Fue una lujosa fiesta patrocinada por el capo, que incluyó langosta en el menú.

“Se comportaba como el dueño de la cárcel”

Otra escena que llama la atención de la vida en prisión del Chapo, fue cuando se fugó en 2001.

En un video de la fuga, se observa que antes de huir por un túnel el capo de la droga veía en su celda una pantalla.

El abogado José Antonio Ortega Sánchez se entrevistó con El Chapo Guzmán el año 2000 en el recinto de Jalisco.

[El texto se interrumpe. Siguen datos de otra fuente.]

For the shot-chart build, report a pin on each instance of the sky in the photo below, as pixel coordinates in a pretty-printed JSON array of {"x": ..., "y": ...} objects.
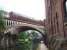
[{"x": 34, "y": 9}]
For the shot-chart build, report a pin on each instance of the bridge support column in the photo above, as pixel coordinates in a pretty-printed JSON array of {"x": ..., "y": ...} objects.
[{"x": 54, "y": 12}]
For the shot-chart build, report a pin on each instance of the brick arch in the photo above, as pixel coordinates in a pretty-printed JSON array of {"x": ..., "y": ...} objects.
[{"x": 25, "y": 28}]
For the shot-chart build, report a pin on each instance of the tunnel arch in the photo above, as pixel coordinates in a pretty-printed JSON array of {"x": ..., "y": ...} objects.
[{"x": 25, "y": 28}]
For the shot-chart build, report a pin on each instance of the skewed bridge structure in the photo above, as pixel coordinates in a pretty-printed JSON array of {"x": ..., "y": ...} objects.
[{"x": 22, "y": 23}]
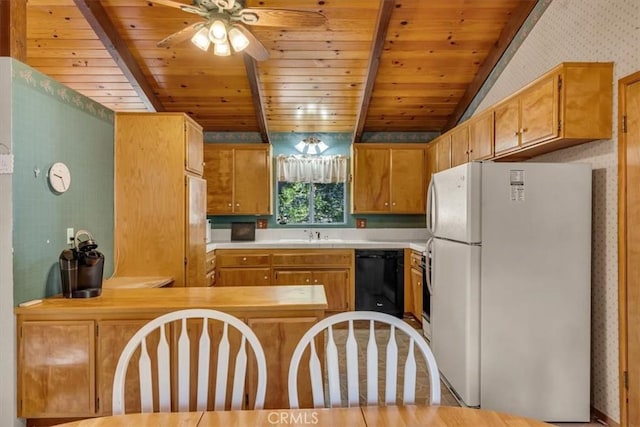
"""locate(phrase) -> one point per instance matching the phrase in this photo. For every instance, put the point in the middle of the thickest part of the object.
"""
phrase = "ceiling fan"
(225, 22)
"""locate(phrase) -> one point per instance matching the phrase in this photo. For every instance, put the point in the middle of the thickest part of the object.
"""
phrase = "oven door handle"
(429, 264)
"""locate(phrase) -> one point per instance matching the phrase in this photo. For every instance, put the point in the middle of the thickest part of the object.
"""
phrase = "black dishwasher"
(380, 280)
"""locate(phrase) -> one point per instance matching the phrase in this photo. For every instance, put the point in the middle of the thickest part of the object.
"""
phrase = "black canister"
(81, 268)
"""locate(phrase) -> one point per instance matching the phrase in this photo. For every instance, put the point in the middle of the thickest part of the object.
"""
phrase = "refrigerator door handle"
(430, 264)
(430, 206)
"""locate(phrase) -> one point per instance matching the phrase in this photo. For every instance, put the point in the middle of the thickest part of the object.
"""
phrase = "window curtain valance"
(317, 169)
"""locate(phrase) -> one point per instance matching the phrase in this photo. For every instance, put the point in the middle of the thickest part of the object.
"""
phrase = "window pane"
(293, 202)
(328, 203)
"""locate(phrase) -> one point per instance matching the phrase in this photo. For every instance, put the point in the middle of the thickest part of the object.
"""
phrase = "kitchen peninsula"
(68, 348)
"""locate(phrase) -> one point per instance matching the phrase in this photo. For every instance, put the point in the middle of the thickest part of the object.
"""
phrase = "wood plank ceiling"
(374, 66)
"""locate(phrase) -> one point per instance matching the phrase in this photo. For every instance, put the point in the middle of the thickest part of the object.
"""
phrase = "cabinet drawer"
(240, 260)
(320, 258)
(210, 261)
(243, 276)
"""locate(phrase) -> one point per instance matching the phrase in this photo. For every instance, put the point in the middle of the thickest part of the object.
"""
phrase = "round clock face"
(59, 177)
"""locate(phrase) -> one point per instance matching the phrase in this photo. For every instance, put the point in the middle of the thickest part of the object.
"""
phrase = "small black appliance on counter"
(81, 268)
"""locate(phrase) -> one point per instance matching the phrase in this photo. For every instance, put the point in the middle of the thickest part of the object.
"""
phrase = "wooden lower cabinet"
(67, 355)
(56, 369)
(113, 336)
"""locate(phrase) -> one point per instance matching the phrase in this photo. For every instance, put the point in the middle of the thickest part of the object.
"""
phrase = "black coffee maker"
(81, 268)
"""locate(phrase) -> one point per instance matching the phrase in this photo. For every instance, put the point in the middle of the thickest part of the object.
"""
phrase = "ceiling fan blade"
(255, 48)
(182, 35)
(198, 10)
(281, 17)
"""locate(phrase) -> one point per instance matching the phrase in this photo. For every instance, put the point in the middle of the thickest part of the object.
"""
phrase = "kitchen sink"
(311, 241)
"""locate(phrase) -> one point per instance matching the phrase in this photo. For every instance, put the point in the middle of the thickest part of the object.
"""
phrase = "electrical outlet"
(70, 235)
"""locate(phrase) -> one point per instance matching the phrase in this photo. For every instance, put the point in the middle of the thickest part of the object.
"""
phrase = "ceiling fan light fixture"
(201, 39)
(222, 49)
(218, 32)
(238, 40)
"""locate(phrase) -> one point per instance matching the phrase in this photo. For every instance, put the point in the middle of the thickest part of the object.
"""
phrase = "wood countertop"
(141, 300)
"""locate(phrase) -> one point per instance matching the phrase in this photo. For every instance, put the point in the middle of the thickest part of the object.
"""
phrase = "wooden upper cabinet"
(569, 105)
(195, 228)
(389, 178)
(159, 197)
(481, 132)
(238, 179)
(443, 152)
(507, 124)
(459, 145)
(194, 145)
(371, 179)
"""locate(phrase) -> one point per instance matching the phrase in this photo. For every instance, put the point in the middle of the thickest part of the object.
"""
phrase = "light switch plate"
(6, 163)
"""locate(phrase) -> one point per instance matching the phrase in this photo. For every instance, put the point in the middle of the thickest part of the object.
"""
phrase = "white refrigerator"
(511, 286)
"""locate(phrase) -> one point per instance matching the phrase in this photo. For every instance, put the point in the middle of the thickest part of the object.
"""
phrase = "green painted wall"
(52, 123)
(339, 143)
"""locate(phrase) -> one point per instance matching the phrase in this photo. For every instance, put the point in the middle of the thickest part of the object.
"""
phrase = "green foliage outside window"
(311, 203)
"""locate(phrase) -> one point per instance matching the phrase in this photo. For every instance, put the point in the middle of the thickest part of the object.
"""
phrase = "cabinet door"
(252, 181)
(56, 371)
(481, 136)
(443, 153)
(459, 145)
(336, 288)
(283, 336)
(243, 277)
(408, 192)
(371, 180)
(416, 287)
(113, 335)
(291, 277)
(539, 112)
(218, 172)
(193, 146)
(195, 231)
(507, 126)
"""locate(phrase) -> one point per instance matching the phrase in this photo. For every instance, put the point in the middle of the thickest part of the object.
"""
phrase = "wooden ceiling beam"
(382, 24)
(13, 29)
(506, 36)
(99, 21)
(252, 74)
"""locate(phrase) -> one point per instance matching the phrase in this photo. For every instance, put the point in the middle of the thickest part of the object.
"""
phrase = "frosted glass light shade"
(218, 32)
(201, 39)
(238, 40)
(222, 49)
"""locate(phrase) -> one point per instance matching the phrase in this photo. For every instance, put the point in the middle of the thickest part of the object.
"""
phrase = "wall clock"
(59, 177)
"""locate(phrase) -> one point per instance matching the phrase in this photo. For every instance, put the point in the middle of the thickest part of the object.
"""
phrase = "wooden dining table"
(368, 416)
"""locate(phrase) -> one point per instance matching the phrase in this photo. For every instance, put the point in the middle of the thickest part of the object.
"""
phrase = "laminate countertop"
(417, 245)
(147, 300)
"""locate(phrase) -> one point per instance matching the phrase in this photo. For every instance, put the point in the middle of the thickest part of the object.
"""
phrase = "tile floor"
(422, 385)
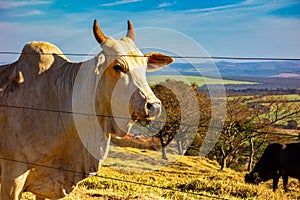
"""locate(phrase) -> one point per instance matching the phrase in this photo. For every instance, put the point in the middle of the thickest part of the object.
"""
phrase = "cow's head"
(123, 88)
(253, 178)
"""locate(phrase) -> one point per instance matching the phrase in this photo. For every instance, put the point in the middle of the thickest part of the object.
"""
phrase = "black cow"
(277, 160)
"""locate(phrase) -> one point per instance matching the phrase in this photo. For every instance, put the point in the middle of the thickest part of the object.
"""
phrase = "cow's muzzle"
(153, 110)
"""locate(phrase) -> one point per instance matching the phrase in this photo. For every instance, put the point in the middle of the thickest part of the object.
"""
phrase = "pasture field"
(188, 178)
(193, 79)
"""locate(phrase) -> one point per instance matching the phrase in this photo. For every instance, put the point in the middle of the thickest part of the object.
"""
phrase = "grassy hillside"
(187, 178)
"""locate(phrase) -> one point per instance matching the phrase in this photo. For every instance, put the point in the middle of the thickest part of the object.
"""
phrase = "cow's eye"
(118, 68)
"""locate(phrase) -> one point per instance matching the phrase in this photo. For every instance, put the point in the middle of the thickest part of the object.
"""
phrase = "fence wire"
(174, 56)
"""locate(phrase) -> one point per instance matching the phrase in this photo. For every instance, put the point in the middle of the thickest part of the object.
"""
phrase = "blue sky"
(247, 28)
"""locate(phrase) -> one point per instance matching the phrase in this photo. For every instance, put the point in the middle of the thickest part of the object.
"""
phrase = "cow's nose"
(154, 109)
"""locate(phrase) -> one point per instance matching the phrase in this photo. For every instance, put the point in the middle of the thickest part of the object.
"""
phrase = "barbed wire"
(174, 56)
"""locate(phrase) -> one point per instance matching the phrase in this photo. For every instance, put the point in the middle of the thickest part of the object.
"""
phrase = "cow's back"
(27, 112)
(289, 159)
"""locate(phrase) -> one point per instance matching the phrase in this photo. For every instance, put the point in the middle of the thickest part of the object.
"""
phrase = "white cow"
(43, 82)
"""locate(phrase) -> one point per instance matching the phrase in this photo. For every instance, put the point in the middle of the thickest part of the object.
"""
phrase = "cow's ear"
(157, 60)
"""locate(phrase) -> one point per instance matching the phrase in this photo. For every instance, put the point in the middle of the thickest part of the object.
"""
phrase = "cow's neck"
(84, 80)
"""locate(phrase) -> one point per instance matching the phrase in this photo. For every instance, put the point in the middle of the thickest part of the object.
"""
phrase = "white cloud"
(7, 4)
(120, 2)
(163, 5)
(28, 13)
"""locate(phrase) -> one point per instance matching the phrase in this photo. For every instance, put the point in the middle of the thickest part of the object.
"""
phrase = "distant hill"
(269, 75)
(280, 69)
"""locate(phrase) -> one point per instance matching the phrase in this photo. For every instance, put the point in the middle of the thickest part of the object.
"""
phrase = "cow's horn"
(130, 31)
(100, 37)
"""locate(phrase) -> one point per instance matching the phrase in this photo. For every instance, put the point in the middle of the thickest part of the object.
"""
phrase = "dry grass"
(188, 178)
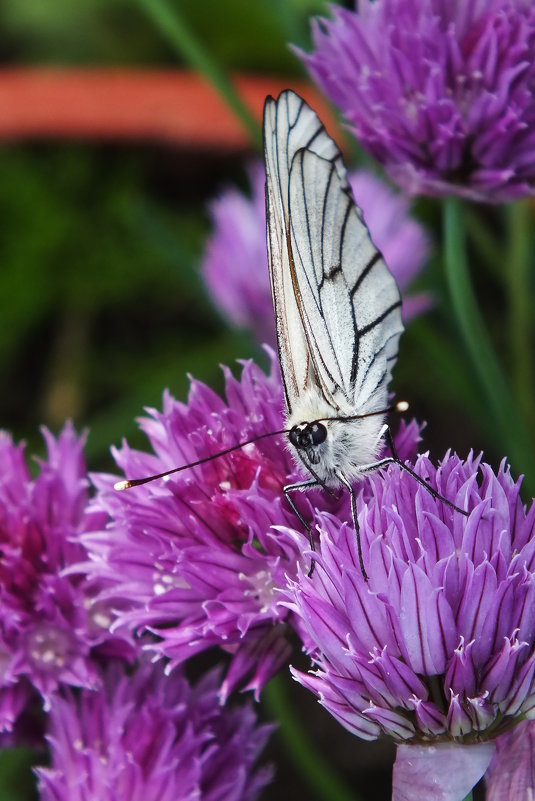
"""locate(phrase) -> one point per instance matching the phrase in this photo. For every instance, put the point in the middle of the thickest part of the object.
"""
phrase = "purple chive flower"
(235, 261)
(440, 92)
(235, 266)
(196, 559)
(151, 737)
(50, 629)
(511, 774)
(438, 646)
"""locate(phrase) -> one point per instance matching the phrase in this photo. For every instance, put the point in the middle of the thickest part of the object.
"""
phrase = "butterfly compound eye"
(318, 433)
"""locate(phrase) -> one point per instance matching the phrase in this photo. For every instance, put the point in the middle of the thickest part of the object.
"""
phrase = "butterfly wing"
(289, 125)
(337, 306)
(349, 301)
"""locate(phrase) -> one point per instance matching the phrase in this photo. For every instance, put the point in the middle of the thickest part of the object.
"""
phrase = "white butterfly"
(337, 306)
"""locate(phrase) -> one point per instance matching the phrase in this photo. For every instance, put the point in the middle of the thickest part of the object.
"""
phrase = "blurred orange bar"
(117, 104)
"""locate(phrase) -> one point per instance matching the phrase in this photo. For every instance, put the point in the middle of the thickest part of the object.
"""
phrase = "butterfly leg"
(351, 491)
(302, 486)
(395, 458)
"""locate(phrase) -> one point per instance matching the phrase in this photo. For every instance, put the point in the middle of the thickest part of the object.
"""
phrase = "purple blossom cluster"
(439, 645)
(438, 648)
(152, 737)
(441, 93)
(198, 560)
(235, 266)
(52, 627)
(116, 732)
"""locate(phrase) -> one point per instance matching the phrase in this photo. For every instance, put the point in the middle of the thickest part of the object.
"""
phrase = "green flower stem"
(487, 243)
(516, 269)
(512, 437)
(323, 783)
(172, 25)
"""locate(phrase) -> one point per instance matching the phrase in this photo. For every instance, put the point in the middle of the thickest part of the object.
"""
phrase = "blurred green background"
(102, 301)
(100, 243)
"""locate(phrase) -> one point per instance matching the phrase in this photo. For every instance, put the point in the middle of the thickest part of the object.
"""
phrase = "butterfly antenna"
(136, 482)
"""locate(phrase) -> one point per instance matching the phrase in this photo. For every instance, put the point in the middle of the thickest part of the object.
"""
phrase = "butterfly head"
(307, 437)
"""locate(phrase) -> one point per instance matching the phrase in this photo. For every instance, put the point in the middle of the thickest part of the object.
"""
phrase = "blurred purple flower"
(151, 737)
(235, 266)
(50, 628)
(441, 93)
(511, 774)
(235, 261)
(439, 645)
(195, 559)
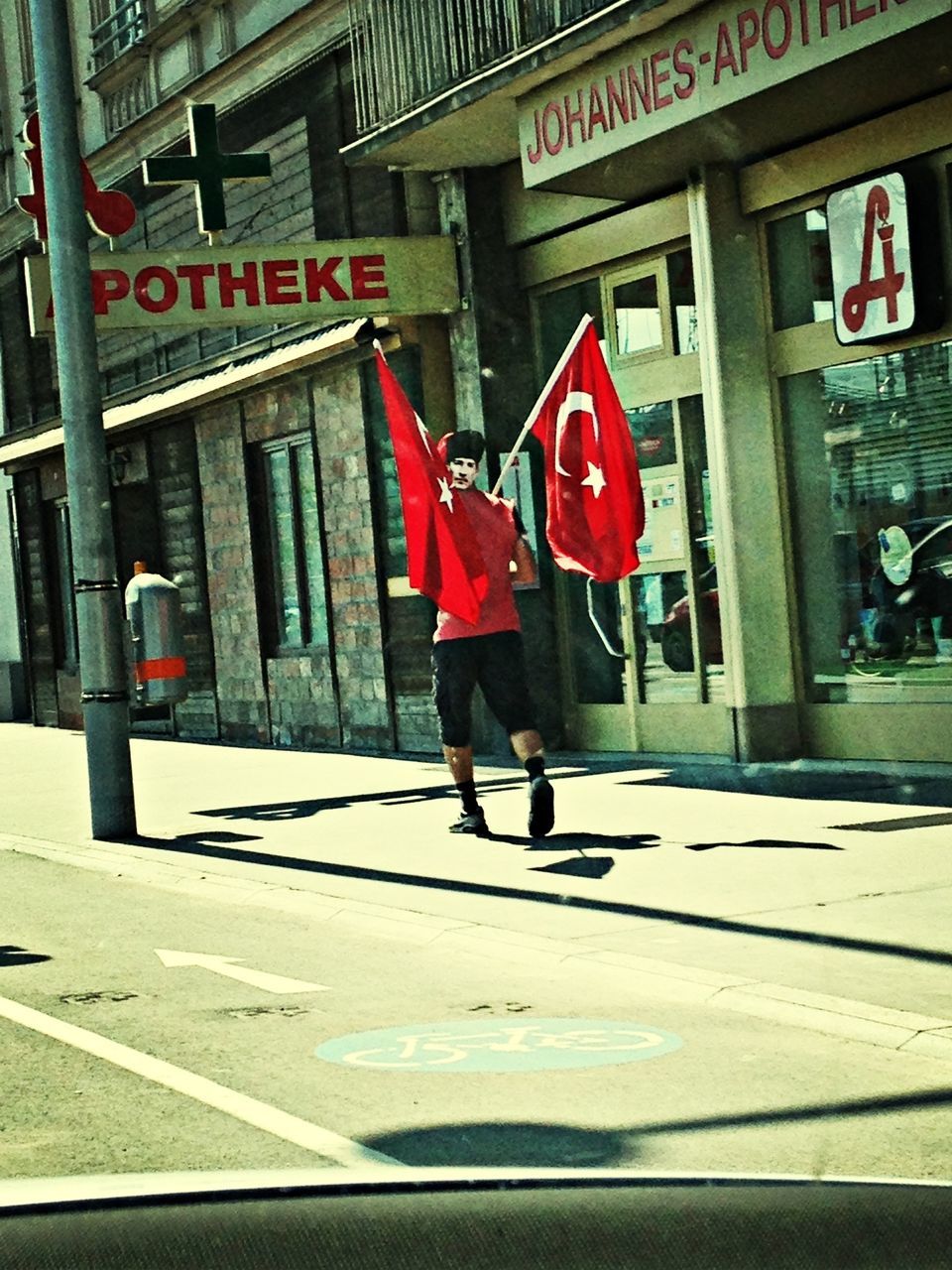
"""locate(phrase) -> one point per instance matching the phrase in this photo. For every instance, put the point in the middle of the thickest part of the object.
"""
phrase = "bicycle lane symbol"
(493, 1046)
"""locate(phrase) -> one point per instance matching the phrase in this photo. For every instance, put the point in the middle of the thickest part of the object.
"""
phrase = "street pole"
(98, 603)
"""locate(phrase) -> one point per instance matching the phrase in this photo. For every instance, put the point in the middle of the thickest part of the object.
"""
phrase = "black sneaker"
(540, 807)
(471, 822)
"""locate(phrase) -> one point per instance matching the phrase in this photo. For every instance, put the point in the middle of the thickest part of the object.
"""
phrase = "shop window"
(560, 314)
(293, 561)
(871, 465)
(63, 599)
(801, 278)
(680, 286)
(638, 317)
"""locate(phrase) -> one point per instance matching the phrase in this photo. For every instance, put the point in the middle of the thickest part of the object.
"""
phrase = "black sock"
(467, 793)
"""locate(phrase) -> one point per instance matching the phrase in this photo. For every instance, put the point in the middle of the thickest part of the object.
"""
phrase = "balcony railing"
(409, 51)
(122, 24)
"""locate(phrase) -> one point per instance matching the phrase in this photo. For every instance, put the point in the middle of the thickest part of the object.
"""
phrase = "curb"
(839, 1016)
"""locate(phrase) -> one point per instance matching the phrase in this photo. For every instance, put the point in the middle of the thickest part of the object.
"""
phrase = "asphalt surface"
(815, 894)
(148, 1030)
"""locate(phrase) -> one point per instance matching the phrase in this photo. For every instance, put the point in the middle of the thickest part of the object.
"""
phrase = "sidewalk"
(811, 892)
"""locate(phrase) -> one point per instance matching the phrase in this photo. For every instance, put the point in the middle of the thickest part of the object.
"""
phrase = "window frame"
(298, 448)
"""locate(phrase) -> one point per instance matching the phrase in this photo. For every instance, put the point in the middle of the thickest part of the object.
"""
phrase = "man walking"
(488, 653)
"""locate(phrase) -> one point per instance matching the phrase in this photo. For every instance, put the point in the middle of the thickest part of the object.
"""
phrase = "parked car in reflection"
(676, 644)
(910, 587)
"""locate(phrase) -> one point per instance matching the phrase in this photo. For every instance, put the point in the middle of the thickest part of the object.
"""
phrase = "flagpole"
(534, 414)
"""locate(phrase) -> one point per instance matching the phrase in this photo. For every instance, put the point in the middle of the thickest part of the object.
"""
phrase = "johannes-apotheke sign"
(697, 64)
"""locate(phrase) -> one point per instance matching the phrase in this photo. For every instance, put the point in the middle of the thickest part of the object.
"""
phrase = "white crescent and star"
(445, 494)
(583, 403)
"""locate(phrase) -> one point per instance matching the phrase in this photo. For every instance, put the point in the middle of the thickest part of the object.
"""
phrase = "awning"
(208, 385)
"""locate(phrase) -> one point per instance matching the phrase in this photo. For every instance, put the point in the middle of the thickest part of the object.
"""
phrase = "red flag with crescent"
(443, 557)
(593, 488)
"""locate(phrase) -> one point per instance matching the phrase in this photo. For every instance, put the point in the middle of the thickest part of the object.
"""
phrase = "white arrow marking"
(226, 965)
(271, 1119)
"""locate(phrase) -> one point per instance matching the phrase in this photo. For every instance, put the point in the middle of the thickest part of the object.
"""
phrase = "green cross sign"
(207, 167)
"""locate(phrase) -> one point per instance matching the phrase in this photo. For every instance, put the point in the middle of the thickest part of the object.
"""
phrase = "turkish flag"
(443, 557)
(593, 486)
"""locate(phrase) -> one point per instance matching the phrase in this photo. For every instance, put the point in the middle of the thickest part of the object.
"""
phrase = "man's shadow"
(580, 865)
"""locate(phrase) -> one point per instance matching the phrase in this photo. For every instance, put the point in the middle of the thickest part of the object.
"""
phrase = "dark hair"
(463, 444)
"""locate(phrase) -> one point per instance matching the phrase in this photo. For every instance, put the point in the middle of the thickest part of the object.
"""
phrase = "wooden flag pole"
(535, 413)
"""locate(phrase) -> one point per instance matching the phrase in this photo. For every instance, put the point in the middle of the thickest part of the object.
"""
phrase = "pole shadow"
(12, 953)
(772, 843)
(244, 855)
(538, 1144)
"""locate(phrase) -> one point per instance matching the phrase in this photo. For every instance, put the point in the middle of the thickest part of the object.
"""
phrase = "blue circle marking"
(499, 1046)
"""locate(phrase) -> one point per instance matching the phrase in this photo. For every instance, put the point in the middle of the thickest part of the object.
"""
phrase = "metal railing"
(409, 51)
(123, 23)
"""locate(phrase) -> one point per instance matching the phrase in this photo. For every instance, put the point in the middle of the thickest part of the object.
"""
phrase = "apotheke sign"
(871, 261)
(280, 284)
(696, 64)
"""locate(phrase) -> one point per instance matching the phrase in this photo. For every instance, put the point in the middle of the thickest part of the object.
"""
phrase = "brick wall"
(178, 503)
(354, 595)
(243, 702)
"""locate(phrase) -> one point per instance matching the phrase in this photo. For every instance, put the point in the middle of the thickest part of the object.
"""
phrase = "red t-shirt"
(495, 530)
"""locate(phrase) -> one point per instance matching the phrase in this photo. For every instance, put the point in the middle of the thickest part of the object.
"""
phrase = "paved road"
(114, 1061)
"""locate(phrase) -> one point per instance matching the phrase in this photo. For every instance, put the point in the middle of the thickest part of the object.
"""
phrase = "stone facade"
(352, 563)
(243, 699)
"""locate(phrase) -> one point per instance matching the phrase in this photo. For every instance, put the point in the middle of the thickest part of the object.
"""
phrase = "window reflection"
(638, 317)
(873, 466)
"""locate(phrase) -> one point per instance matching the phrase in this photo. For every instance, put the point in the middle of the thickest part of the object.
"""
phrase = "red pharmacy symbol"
(888, 287)
(109, 211)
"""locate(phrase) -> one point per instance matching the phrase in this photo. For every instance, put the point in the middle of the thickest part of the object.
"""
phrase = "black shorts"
(497, 663)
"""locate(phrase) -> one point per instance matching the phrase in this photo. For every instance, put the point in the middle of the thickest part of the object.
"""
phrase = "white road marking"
(271, 1119)
(225, 965)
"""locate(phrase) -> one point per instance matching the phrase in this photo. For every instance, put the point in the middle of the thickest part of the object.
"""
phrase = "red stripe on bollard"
(160, 668)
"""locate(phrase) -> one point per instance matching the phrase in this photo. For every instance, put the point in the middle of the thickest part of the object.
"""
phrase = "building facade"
(754, 206)
(249, 462)
(753, 202)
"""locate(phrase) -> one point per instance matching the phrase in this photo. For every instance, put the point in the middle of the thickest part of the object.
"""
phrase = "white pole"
(535, 413)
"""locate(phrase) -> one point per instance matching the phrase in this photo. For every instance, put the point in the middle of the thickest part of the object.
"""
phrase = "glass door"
(645, 657)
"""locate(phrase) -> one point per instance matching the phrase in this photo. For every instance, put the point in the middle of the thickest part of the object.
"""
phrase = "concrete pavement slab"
(742, 874)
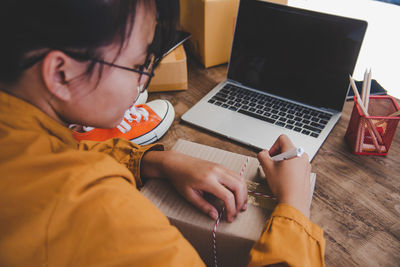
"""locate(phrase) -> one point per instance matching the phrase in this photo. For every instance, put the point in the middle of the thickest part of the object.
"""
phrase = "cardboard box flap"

CNN tuvo acceso a una copia del testimonio donde el abogado pregunta por qué la demora en atenderlo.

A lo que el capo responde:

—Mire, tenía mi visita conyugal hoy. Luego fui al baño turco y luego tenía que tomar una siesta para poder saludarlo como usted se merece.

El abogado contó que Guzmán se comportaba como el dueño de la cárcel y que hasta pidió a los guardias bebidas para la reunión.

Una película con Sean Penn

Según detalla CNN, El Chapo era el único recluso que no utilizaba esposas en prisión.

Contaba con un teléfono personal, pedía comida por delivery y celebraba fiestas con alcohol y música.

El deseo de figurar de Joaquín Guzmán Loera llegó a tal punto que contactó al actor Sean Penn para que hiciera una película sobre su vida.

El relato contaría la historia de un campesino de Badiraguato, Sinaloa, que no terminó su educación básica y que acabó por protagonizar espectaculares fugas y arrestos, hasta un juicio que lo llevó a ser condenado a cadena perpetua.